The Lakers have set themselves up in hopes of having a legitimate shot of attracting any free agent. Only Steve Nash, Robert Sacre and Nick Young remain on the books past next season. But the Lakers could waive Nash’s $9.7 million contract next season via the so-called “stretch provision.” Young’s future with the Lakers hinges on whether he will exercise his $1.2 million player option or opt out in hopes of a longer and more lucrative deal. Kobe Bryant and Pau Gasol are also in the last years of their contract that will pay them $30.45 million and $19.3 million, respectively. Harsher luxury tax penalties stemmed from two-year-old labor deal and the Lakers’ want to have financial flexibility for the free-agent spree likely will force both players to take a paycut. But it remains uncertain how much.
As always, the Lakers will also lean on their past success (16 NBA championships) and their desirable location, considering the beach-friendly climate and the Hollywood proximity.
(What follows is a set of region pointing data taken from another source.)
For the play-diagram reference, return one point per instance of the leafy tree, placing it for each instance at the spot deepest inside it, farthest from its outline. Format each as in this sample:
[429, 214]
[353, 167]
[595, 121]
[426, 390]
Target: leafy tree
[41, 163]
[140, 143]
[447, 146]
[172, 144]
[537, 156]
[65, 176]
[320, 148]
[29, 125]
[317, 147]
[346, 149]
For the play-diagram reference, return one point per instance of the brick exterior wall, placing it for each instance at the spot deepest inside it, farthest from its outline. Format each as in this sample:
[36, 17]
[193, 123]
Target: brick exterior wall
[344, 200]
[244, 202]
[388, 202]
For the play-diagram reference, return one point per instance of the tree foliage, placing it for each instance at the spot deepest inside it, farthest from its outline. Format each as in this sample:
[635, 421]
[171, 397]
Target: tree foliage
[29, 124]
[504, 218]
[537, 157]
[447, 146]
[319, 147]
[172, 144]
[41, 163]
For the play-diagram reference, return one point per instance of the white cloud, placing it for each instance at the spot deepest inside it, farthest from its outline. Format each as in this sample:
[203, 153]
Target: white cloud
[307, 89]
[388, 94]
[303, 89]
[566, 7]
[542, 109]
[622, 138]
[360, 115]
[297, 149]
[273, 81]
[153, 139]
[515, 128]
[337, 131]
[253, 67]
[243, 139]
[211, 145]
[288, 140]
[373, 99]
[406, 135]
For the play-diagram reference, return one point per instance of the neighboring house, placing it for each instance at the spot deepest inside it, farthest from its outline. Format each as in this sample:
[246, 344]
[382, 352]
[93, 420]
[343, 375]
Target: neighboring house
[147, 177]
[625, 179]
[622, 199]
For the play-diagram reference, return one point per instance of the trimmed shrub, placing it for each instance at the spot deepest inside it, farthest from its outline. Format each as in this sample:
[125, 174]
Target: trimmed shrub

But will that be enough for Lakers general manager Mitch Kupchak and executive vice president of player personnel Jim Buss to attract the likes of James, Anthony, Zach Randolph, Chris Bosh or Rudy Gay in 2014. Or Love, Marc Gasol and Rajon Rondo in 2015?
“It’s tough to say what player they’re going after,” former Lakers forward Luke Walton, who works part-time as an analyst for Time Warner Cable SportsNet. “Unless you’re in that office with Mitch every day, But they make calls every single day. But one thing I know about the Lakers and Mitch is they’re going to do whatever it takes to win. I love Mitch Kupchak and the Lakers. We have a great relationship. But that didn’t stop him from trading me to Cleveland to try to better their team and bring in a young point guard.”
Walton was referring to when the Lakers traded him, Jason Kapono, a first-round pick and cash considerations to the Cavaliers in 2012 for Ramon Sessions. His departure the following offseason then paved the way for the Nash acquisition followed by Howard’s arrival. That assembled group of talent exploded last season amid overlapping injuries and competing agendas, but it didn’t discount the Lakers ability to acquire talent despite a stricter labor deal calling for competitive balance.
Will the Lakers pull off some more magic next summer?
It’s the only reason many fans are staying patient amid what appears to be a rebuilding year.